In Michigan, 10 million scrap tires are generated every year, according to the Michigan Department of Environment, Great Lakes and Energy.
EGLE said scrap tires are a fire hazard and pose a risk to human health. The grants will help pay for projects in the new scrap tire industry that could improve roads and more.
“We have different grants every year.
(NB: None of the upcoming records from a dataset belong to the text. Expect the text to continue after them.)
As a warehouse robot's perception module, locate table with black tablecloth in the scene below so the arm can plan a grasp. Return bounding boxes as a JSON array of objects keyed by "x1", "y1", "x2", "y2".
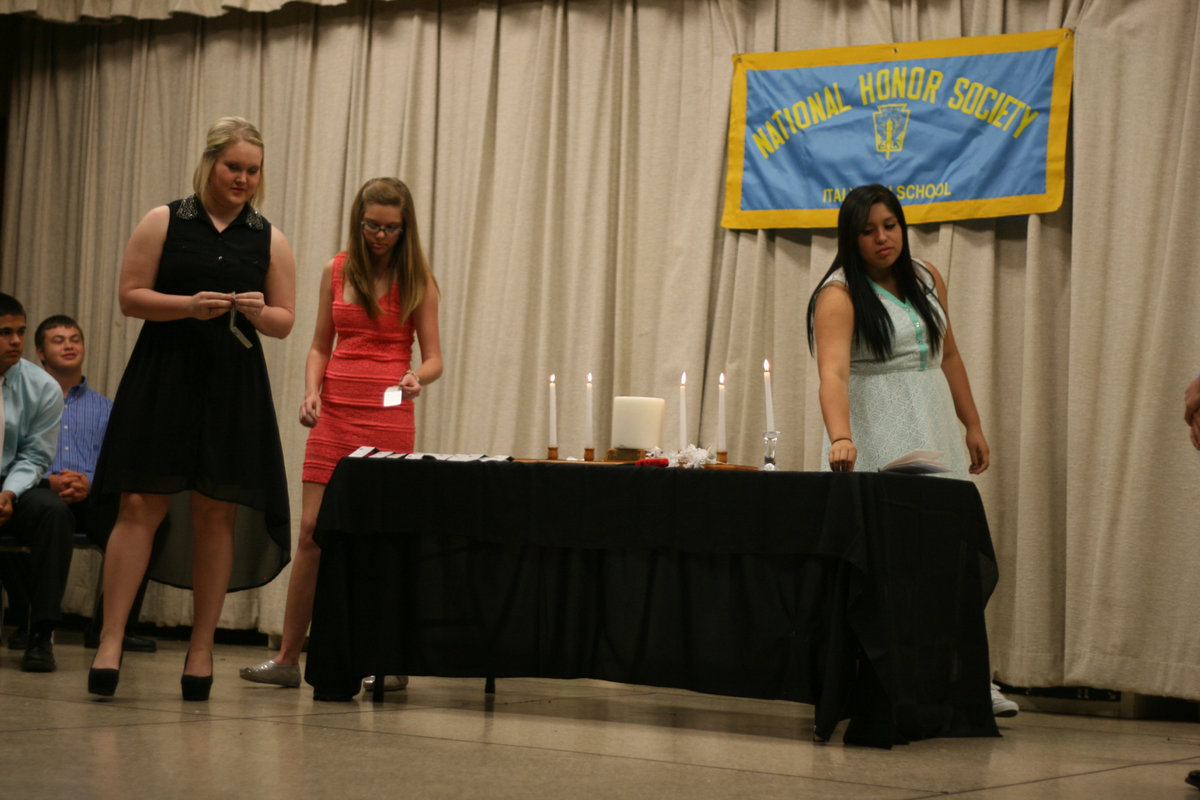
[{"x1": 305, "y1": 458, "x2": 998, "y2": 746}]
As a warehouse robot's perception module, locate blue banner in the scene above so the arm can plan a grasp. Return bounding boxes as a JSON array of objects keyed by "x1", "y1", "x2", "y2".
[{"x1": 721, "y1": 30, "x2": 1074, "y2": 228}]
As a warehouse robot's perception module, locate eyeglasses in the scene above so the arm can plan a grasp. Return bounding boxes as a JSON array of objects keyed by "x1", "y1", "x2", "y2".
[{"x1": 359, "y1": 221, "x2": 404, "y2": 236}]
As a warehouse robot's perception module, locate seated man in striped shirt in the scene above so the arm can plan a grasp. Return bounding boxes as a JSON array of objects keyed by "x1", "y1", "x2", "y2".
[{"x1": 26, "y1": 314, "x2": 157, "y2": 652}]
We have projects all over the state that are implementing these measures,” said Kirsten Clemens, scrap tire coordinator for EGLE.
Clemens said tires are one of the most highly-engineered materials available.
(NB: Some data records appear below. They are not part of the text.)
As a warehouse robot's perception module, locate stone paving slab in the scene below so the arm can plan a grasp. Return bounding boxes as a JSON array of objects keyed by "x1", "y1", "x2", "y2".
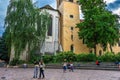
[{"x1": 0, "y1": 68, "x2": 120, "y2": 80}]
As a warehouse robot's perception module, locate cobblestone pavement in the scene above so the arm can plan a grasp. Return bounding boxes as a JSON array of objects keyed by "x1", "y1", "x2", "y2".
[{"x1": 0, "y1": 68, "x2": 120, "y2": 80}]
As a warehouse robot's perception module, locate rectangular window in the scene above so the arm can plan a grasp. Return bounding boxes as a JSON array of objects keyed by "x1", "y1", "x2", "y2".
[
  {"x1": 47, "y1": 16, "x2": 52, "y2": 36},
  {"x1": 70, "y1": 27, "x2": 73, "y2": 31},
  {"x1": 69, "y1": 0, "x2": 73, "y2": 2},
  {"x1": 118, "y1": 40, "x2": 120, "y2": 47},
  {"x1": 70, "y1": 15, "x2": 73, "y2": 18}
]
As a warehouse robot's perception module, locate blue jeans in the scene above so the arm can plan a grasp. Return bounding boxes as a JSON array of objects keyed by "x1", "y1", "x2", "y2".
[{"x1": 33, "y1": 66, "x2": 38, "y2": 78}]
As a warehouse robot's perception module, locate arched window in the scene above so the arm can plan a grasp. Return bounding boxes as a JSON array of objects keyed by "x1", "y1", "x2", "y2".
[{"x1": 47, "y1": 16, "x2": 53, "y2": 36}]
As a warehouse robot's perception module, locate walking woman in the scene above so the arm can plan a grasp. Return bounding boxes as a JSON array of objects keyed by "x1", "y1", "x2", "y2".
[
  {"x1": 33, "y1": 61, "x2": 39, "y2": 78},
  {"x1": 39, "y1": 61, "x2": 45, "y2": 79}
]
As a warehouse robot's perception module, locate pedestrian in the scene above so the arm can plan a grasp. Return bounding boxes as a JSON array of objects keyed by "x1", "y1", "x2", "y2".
[
  {"x1": 33, "y1": 61, "x2": 39, "y2": 78},
  {"x1": 96, "y1": 60, "x2": 100, "y2": 66},
  {"x1": 39, "y1": 60, "x2": 45, "y2": 79},
  {"x1": 63, "y1": 62, "x2": 67, "y2": 72}
]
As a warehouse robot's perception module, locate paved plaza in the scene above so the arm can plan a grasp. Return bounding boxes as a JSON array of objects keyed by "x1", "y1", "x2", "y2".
[{"x1": 0, "y1": 68, "x2": 120, "y2": 80}]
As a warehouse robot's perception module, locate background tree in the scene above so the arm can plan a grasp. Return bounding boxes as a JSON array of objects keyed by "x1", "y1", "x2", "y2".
[
  {"x1": 5, "y1": 0, "x2": 49, "y2": 59},
  {"x1": 0, "y1": 32, "x2": 9, "y2": 62},
  {"x1": 77, "y1": 0, "x2": 119, "y2": 54}
]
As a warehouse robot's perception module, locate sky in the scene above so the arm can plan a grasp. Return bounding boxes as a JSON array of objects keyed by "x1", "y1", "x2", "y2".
[{"x1": 0, "y1": 0, "x2": 120, "y2": 36}]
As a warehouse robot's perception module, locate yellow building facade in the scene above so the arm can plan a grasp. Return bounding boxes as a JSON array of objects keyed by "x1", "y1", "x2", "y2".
[{"x1": 57, "y1": 0, "x2": 120, "y2": 55}]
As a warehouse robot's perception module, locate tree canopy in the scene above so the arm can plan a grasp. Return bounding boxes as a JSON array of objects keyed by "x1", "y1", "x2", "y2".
[
  {"x1": 77, "y1": 0, "x2": 119, "y2": 53},
  {"x1": 5, "y1": 0, "x2": 49, "y2": 58}
]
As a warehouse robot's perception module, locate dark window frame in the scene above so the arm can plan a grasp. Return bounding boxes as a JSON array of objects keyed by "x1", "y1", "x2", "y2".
[
  {"x1": 70, "y1": 15, "x2": 74, "y2": 18},
  {"x1": 47, "y1": 16, "x2": 53, "y2": 36}
]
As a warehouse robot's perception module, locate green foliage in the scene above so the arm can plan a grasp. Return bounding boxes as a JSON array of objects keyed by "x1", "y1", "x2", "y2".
[
  {"x1": 77, "y1": 0, "x2": 119, "y2": 53},
  {"x1": 0, "y1": 33, "x2": 9, "y2": 62},
  {"x1": 76, "y1": 53, "x2": 96, "y2": 62},
  {"x1": 5, "y1": 0, "x2": 49, "y2": 58},
  {"x1": 30, "y1": 51, "x2": 120, "y2": 63}
]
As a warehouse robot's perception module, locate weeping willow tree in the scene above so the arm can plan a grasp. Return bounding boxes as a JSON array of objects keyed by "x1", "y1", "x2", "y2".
[{"x1": 5, "y1": 0, "x2": 49, "y2": 62}]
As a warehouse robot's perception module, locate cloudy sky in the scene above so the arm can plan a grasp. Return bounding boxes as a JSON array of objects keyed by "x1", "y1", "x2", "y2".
[{"x1": 0, "y1": 0, "x2": 120, "y2": 36}]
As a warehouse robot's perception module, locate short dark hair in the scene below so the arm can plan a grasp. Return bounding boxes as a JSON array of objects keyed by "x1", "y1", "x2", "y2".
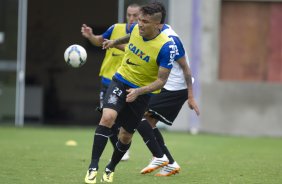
[
  {"x1": 140, "y1": 1, "x2": 166, "y2": 24},
  {"x1": 127, "y1": 3, "x2": 140, "y2": 8},
  {"x1": 152, "y1": 1, "x2": 166, "y2": 24}
]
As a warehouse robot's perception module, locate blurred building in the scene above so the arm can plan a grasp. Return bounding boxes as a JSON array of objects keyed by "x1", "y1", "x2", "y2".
[{"x1": 0, "y1": 0, "x2": 282, "y2": 136}]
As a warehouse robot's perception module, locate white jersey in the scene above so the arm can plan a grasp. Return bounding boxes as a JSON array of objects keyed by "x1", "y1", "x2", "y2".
[{"x1": 162, "y1": 24, "x2": 189, "y2": 91}]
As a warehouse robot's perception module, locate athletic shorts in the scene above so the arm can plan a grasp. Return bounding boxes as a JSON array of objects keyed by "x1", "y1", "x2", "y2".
[
  {"x1": 103, "y1": 77, "x2": 150, "y2": 134},
  {"x1": 100, "y1": 84, "x2": 108, "y2": 109},
  {"x1": 148, "y1": 88, "x2": 188, "y2": 125}
]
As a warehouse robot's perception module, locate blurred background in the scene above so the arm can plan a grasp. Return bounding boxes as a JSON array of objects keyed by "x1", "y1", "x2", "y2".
[{"x1": 0, "y1": 0, "x2": 282, "y2": 136}]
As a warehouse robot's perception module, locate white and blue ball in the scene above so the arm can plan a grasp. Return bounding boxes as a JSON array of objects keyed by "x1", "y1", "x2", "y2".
[{"x1": 64, "y1": 44, "x2": 87, "y2": 68}]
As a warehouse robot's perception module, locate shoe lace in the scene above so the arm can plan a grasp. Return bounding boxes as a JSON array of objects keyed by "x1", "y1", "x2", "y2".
[{"x1": 105, "y1": 168, "x2": 113, "y2": 180}]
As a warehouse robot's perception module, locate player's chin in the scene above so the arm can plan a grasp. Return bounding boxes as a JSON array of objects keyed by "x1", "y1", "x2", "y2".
[{"x1": 139, "y1": 30, "x2": 145, "y2": 36}]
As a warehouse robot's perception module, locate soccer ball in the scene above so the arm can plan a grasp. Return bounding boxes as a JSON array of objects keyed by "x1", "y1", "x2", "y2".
[{"x1": 64, "y1": 44, "x2": 87, "y2": 68}]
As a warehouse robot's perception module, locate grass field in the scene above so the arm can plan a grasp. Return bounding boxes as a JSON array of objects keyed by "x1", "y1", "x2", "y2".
[{"x1": 0, "y1": 126, "x2": 282, "y2": 184}]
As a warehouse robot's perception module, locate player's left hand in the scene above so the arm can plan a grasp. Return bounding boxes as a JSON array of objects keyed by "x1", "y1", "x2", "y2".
[
  {"x1": 188, "y1": 98, "x2": 200, "y2": 116},
  {"x1": 102, "y1": 39, "x2": 114, "y2": 49},
  {"x1": 126, "y1": 88, "x2": 139, "y2": 102}
]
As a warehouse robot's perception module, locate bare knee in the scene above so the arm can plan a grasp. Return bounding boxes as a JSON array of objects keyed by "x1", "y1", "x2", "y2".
[
  {"x1": 119, "y1": 127, "x2": 133, "y2": 144},
  {"x1": 99, "y1": 109, "x2": 117, "y2": 128},
  {"x1": 144, "y1": 112, "x2": 158, "y2": 128}
]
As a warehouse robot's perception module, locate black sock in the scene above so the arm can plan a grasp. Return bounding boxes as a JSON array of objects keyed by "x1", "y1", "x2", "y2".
[
  {"x1": 153, "y1": 128, "x2": 174, "y2": 164},
  {"x1": 106, "y1": 140, "x2": 131, "y2": 171},
  {"x1": 137, "y1": 119, "x2": 164, "y2": 158},
  {"x1": 89, "y1": 125, "x2": 112, "y2": 170},
  {"x1": 110, "y1": 123, "x2": 119, "y2": 149}
]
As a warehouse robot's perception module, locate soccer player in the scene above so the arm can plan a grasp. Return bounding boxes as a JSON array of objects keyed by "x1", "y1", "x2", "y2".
[
  {"x1": 138, "y1": 2, "x2": 200, "y2": 176},
  {"x1": 85, "y1": 3, "x2": 175, "y2": 183},
  {"x1": 81, "y1": 4, "x2": 140, "y2": 160}
]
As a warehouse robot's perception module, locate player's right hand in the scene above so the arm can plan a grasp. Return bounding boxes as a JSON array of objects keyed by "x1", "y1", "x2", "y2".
[
  {"x1": 81, "y1": 24, "x2": 93, "y2": 38},
  {"x1": 102, "y1": 39, "x2": 115, "y2": 49}
]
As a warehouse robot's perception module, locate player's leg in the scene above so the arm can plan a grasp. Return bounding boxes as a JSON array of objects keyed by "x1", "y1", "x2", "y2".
[
  {"x1": 85, "y1": 79, "x2": 125, "y2": 183},
  {"x1": 85, "y1": 109, "x2": 117, "y2": 183},
  {"x1": 140, "y1": 89, "x2": 188, "y2": 175},
  {"x1": 137, "y1": 115, "x2": 168, "y2": 174},
  {"x1": 102, "y1": 92, "x2": 150, "y2": 182},
  {"x1": 137, "y1": 118, "x2": 164, "y2": 158}
]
“We are actually working with several universities and processors, road commissions, to turn those materials into asphalt or road treatment surfaces so the communities can use them to fix the roads.”
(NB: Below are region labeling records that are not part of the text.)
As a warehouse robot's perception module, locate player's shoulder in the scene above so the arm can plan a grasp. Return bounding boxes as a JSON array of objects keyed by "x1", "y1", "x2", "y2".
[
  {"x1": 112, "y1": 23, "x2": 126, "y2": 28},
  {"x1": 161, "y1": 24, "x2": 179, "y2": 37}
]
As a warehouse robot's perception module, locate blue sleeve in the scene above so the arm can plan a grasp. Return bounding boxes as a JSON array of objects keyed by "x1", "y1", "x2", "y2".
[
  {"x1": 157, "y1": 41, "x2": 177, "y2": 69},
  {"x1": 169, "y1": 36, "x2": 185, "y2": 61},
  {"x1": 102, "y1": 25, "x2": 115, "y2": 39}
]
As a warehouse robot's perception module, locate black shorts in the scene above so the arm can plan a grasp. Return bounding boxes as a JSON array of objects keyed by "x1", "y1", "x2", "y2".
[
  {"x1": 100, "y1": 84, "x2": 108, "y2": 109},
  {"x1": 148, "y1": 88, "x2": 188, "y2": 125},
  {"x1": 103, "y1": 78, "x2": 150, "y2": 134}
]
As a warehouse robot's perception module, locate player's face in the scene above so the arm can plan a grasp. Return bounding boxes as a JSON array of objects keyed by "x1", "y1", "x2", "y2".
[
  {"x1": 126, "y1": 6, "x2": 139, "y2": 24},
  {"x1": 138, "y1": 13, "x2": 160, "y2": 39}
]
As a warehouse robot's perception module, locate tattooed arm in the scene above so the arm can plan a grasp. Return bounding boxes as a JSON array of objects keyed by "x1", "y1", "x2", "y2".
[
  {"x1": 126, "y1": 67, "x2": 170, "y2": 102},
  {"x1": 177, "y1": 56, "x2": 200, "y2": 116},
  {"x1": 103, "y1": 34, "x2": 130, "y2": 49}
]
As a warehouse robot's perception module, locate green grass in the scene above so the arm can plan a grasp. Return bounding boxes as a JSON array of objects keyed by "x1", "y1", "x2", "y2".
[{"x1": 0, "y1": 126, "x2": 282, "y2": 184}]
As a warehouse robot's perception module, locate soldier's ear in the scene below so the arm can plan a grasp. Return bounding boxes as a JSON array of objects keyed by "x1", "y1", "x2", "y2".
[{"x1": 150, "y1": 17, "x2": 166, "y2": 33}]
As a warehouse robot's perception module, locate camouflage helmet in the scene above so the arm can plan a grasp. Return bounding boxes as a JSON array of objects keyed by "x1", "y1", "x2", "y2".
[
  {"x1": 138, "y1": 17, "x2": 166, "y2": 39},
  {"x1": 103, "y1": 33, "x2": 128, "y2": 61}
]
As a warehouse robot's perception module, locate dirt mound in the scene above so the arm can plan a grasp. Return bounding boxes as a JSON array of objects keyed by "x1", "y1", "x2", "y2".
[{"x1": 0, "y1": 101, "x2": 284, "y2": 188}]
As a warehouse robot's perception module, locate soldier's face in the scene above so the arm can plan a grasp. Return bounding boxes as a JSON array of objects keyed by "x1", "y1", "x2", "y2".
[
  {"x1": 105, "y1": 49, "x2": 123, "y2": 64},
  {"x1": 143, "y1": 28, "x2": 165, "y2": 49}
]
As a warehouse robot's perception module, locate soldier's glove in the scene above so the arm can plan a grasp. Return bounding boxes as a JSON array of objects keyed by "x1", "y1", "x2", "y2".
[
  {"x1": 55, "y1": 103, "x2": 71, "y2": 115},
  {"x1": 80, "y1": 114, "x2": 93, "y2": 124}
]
Some projects using scrap tires have been dubbed “road lasagna.”
“The road lasagna project is actually that name was done by the crew,” said Clemens. “That project was in a wetland area where the roadway tends to sink … that was taken out and replaced with layers of blast furnace material, geotextile fabric and tire derived aggregate chips.”
EGLE said tire material is better for smaller road projects.
Kent County has used grants from EGLE to improve Kent County roadways, from Cascade Road to Burton to 28th Street.
“We actually paved with scrap tires in one direction and two lanes and we paved with conventional asphalt in the other direction,” said Clemens.
EGLE says scrap tire piles can cause fires, or even be a breeding ground for rodents and mosquitoes because they can hold water.
“Piles of scrap tires, if they were to catch on fire, they burn very hot, they are very smoky. So we try to help the communities and the tire businesses keep those piles in check,” said Clemens.
Roads are not the only things scrap tires can be used for.
“The City of Grand Rapids is slowly changing all of their tree surrounds. Instead of the metal grates around the trees, they are going to change them to a material called porous pavement,” said Clemens.
Porous Pave is a company in Grant, Michigan using tire scraps.
“Our product was kind of developed in 2007. Since then, we have been doing applications around trees, walkways, patios, golf course bunkers and cart paths,” said Connor Ouwinga, the national sales manager Porous Pave Inc.
The company said it has recycled about 20 million pounds of tires so far.
“All out of landfills, or prevent them from going into landfills,” said Ouwinga.
Porous Pave is expanding in Grand Rapids.
“They were looking for a product that is flexible. It allows water to flow into the trees and its still high traction and so our product can flex with the ground movement with freeze thaw and even as the tree grows it can flex with that as well,” said Ouwinga.
Scrap tires are paving the road for improvements around Michigan.
“We’ve poured over 1,600 for the city of Grand Rapids,” said Ouwinga.
The road project in Cascade Township used more than 3,200 scrap tires.
EGLE said it will also be working with the city of Muskegon on a project using scrap tires and concrete. It is also accepting applications for scrap tire projects.